1. Do the most important thing first in the morning, preferably without interruption, for 60 to 90 minutes, with a clear start and stop time. I have started the day with email replies and then whatever task I dread the most. I work best in the mornings and find it prudent to do the thing I dread the most first so when my attention wains later in the day, I can work on other less time sensitive or heavy thought activities.
2. Stop demanding or expecting instant responsiveness at every moment of the day. I have cut way back on email at night. For good reason and for selfish reasons. Unless it truly is urgent or an emergency, it can wait. I have shut off email on weekends and separated what email account gets business vs. research vs. pleasure/life messages.
3. Encourage renewal. Having the gym at my disposal, along with miles of great trails, and other activities that are super affordable or free is a real plus to working on a college campus.
4. Take real and regular vacations. Real means that when you’re off, you’re truly disconnecting from work. Regular means several times a year if possible, even if some are only two or three days added to a weekend. The research strongly suggests that you’ll be far healthier if you take all of your vacation time, and more productive overall.
While I don’t agree with everything in the blog from HBR, it did make one thing crystal clear: the pace was catching up with me. I changed up my routine a bit for a change of scenery and have split my time between my work office and home office so I can get things done in uninterrupted amounts of time.
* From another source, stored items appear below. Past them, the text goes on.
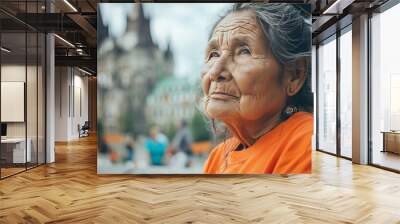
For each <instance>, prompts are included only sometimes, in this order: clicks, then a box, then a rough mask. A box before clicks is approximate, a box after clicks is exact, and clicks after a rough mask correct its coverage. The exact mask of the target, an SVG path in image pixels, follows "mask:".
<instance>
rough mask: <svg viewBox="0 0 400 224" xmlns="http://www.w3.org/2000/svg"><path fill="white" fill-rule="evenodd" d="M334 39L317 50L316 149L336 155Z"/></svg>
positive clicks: (335, 86)
mask: <svg viewBox="0 0 400 224" xmlns="http://www.w3.org/2000/svg"><path fill="white" fill-rule="evenodd" d="M335 38H336V37H335V36H332V37H331V38H329V39H328V40H327V41H326V42H325V43H322V44H321V45H320V46H319V48H318V59H317V60H318V92H317V94H318V115H317V116H318V124H317V125H318V146H317V147H318V149H319V150H322V151H326V152H330V153H336V39H335Z"/></svg>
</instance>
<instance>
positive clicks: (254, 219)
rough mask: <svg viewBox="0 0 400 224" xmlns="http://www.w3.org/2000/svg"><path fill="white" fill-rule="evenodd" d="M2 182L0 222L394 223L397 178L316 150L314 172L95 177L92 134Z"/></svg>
mask: <svg viewBox="0 0 400 224" xmlns="http://www.w3.org/2000/svg"><path fill="white" fill-rule="evenodd" d="M56 158H57V160H56V163H54V164H50V165H46V166H41V167H38V168H35V169H33V170H29V171H27V172H25V173H22V174H19V175H16V176H13V177H10V178H7V179H5V180H2V181H0V223H7V224H8V223H374V224H375V223H385V224H386V223H400V175H399V174H396V173H391V172H388V171H384V170H380V169H378V168H374V167H370V166H360V165H353V164H352V163H351V162H350V161H347V160H343V159H339V158H336V157H333V156H330V155H327V154H323V153H320V152H314V155H313V166H314V167H313V170H314V172H313V174H312V175H291V176H279V175H253V176H240V175H234V176H218V177H210V176H172V177H171V176H158V177H157V178H155V177H152V176H128V175H116V176H115V175H114V176H113V175H97V174H96V139H95V138H94V137H89V138H84V139H82V140H80V141H76V142H70V143H68V144H57V146H56Z"/></svg>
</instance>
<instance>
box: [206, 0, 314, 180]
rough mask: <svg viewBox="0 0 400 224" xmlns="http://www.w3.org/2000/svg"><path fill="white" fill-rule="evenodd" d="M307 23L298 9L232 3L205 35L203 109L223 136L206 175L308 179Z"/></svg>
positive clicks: (309, 130) (302, 9)
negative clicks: (223, 133) (305, 175)
mask: <svg viewBox="0 0 400 224" xmlns="http://www.w3.org/2000/svg"><path fill="white" fill-rule="evenodd" d="M310 24H311V18H310V11H309V8H308V7H307V5H304V4H284V3H279V4H278V3H276V4H260V3H237V4H235V5H234V6H233V7H232V9H231V10H229V11H228V12H227V13H226V14H225V15H224V16H223V17H222V18H221V19H220V20H219V21H217V22H216V23H215V25H214V27H213V29H212V30H211V35H210V38H209V41H208V45H207V48H206V49H205V57H204V66H203V69H202V72H201V79H202V88H203V92H204V97H205V102H204V110H205V112H206V115H207V117H208V118H209V119H210V120H211V121H212V122H220V123H222V124H223V125H224V126H225V127H226V128H227V130H228V131H229V134H230V137H227V138H226V139H224V141H223V142H222V143H220V144H219V145H217V146H216V147H215V148H214V149H213V150H212V151H211V153H210V155H209V157H208V159H207V161H206V163H205V164H204V173H206V174H237V173H239V174H242V173H246V174H262V173H276V174H300V173H310V172H311V157H312V155H311V141H312V134H313V115H312V111H313V96H312V93H311V62H310V61H311V25H310Z"/></svg>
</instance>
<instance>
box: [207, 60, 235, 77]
mask: <svg viewBox="0 0 400 224" xmlns="http://www.w3.org/2000/svg"><path fill="white" fill-rule="evenodd" d="M228 64H229V57H220V58H219V59H218V61H217V62H216V63H215V64H214V66H213V68H212V69H211V71H210V79H211V80H212V81H215V82H221V81H229V80H230V79H232V74H231V72H230V71H229V69H228Z"/></svg>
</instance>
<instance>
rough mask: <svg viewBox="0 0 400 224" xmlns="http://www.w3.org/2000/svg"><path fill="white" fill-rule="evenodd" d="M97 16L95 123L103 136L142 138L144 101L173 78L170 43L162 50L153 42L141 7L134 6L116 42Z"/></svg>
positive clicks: (139, 4)
mask: <svg viewBox="0 0 400 224" xmlns="http://www.w3.org/2000/svg"><path fill="white" fill-rule="evenodd" d="M98 13H99V15H98V18H99V19H98V40H97V41H98V43H97V46H98V56H97V57H98V60H97V61H98V84H99V85H98V88H99V91H98V93H99V94H98V98H99V100H100V102H101V105H99V108H98V111H99V122H102V125H103V128H104V129H105V130H107V132H123V133H133V134H144V133H145V132H146V125H147V124H146V116H145V105H146V98H147V96H148V95H150V93H151V92H152V90H153V89H154V86H155V84H156V83H157V81H158V80H160V79H162V78H167V77H171V76H172V75H173V70H174V56H173V53H172V50H171V47H170V43H168V46H167V48H166V49H165V50H162V49H160V47H159V46H158V45H157V43H155V42H154V41H153V39H152V35H151V31H150V18H149V17H148V16H146V15H145V14H144V11H143V6H142V5H141V4H135V5H134V8H133V11H132V13H131V14H129V15H128V16H127V26H126V30H125V32H124V34H123V35H121V36H120V37H117V38H113V37H112V36H111V35H110V33H109V30H108V26H106V25H105V24H104V21H103V19H102V16H101V11H100V10H99V12H98ZM103 105H104V106H103Z"/></svg>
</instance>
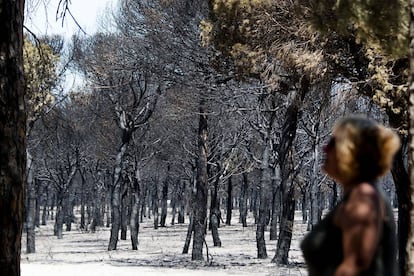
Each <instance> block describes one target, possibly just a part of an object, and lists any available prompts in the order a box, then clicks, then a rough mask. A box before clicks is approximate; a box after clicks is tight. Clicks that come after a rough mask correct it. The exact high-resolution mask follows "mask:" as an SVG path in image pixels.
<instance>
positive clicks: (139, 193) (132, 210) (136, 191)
mask: <svg viewBox="0 0 414 276" xmlns="http://www.w3.org/2000/svg"><path fill="white" fill-rule="evenodd" d="M136 175H139V174H138V171H137V173H136ZM139 182H140V179H139V177H136V178H134V180H133V181H132V183H131V185H132V186H131V196H132V204H131V218H130V229H131V244H132V250H138V232H139V209H140V202H139V194H140V188H139Z"/></svg>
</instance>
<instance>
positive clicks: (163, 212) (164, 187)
mask: <svg viewBox="0 0 414 276" xmlns="http://www.w3.org/2000/svg"><path fill="white" fill-rule="evenodd" d="M169 170H170V168H169V166H168V170H167V171H168V172H167V173H169ZM168 183H169V177H168V176H167V179H166V180H165V181H164V183H163V185H162V191H161V220H160V226H161V227H165V221H166V220H167V207H168V203H167V200H168Z"/></svg>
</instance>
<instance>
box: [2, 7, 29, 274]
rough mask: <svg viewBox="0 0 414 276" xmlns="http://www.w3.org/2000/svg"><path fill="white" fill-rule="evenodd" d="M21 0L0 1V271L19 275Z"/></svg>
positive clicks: (21, 109) (22, 180) (21, 230)
mask: <svg viewBox="0 0 414 276" xmlns="http://www.w3.org/2000/svg"><path fill="white" fill-rule="evenodd" d="M23 12H24V0H15V1H0V23H1V26H2V30H1V32H0V56H1V62H0V83H1V86H0V103H1V108H0V199H1V200H0V218H1V219H0V245H1V246H0V271H1V273H2V275H8V276H15V275H20V251H21V237H22V225H23V219H24V217H23V212H24V211H23V209H24V207H23V204H24V196H25V195H24V194H25V188H24V186H25V184H24V182H25V181H26V111H25V103H24V94H25V89H24V80H23V59H22V57H23V50H22V49H23Z"/></svg>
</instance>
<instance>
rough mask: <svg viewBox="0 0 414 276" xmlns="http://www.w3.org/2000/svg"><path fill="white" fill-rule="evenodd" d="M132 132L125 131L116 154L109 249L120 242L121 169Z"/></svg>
mask: <svg viewBox="0 0 414 276" xmlns="http://www.w3.org/2000/svg"><path fill="white" fill-rule="evenodd" d="M131 135H132V133H130V132H129V131H126V130H124V131H123V140H122V142H123V143H122V145H121V147H120V149H119V152H118V154H117V156H116V161H115V169H114V177H113V184H112V198H111V207H112V208H111V215H112V225H111V236H110V237H109V245H108V250H109V251H110V250H116V247H117V244H118V236H119V229H120V228H121V209H120V207H121V182H122V181H121V171H122V163H123V158H124V155H125V152H126V149H127V147H128V143H129V141H130V139H131Z"/></svg>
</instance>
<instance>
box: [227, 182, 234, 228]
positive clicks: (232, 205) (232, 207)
mask: <svg viewBox="0 0 414 276" xmlns="http://www.w3.org/2000/svg"><path fill="white" fill-rule="evenodd" d="M232 211H233V182H232V176H230V177H229V179H228V181H227V214H226V225H231V215H232Z"/></svg>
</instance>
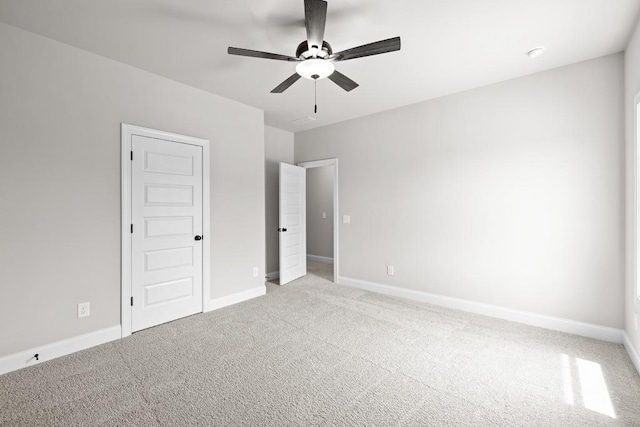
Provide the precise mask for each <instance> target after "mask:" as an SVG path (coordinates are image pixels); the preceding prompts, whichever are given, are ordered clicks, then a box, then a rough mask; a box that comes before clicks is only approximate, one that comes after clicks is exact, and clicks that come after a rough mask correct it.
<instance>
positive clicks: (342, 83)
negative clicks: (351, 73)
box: [329, 70, 359, 92]
mask: <svg viewBox="0 0 640 427" xmlns="http://www.w3.org/2000/svg"><path fill="white" fill-rule="evenodd" d="M329 80H331V81H332V82H334V83H335V84H337V85H338V86H340V87H341V88H342V89H344V90H346V91H347V92H350V91H352V90H353V89H355V88H357V87H358V86H359V85H358V83H356V82H354V81H353V80H351V79H350V78H349V77H347V76H345V75H344V74H342V73H341V72H339V71H338V70H335V71H334V72H333V73H331V75H330V76H329Z"/></svg>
One of the luxuries of my job is that no one cares where I get the work done, as long as it gets done.
I also gave myself time limits and chunked off one hour to look for articles, then another for skimming articles, and so on. Obviously some things require more than one hour at a time, but the brain dictated the schedule. Of the list presented, the only one I haven’t gotten to yet is the vacation…hopefully soon!
How do you parse out your time as a new faculty? What do you wish you could be doing to be more efficient with your time? What advice would you share with someone about to begin their first job?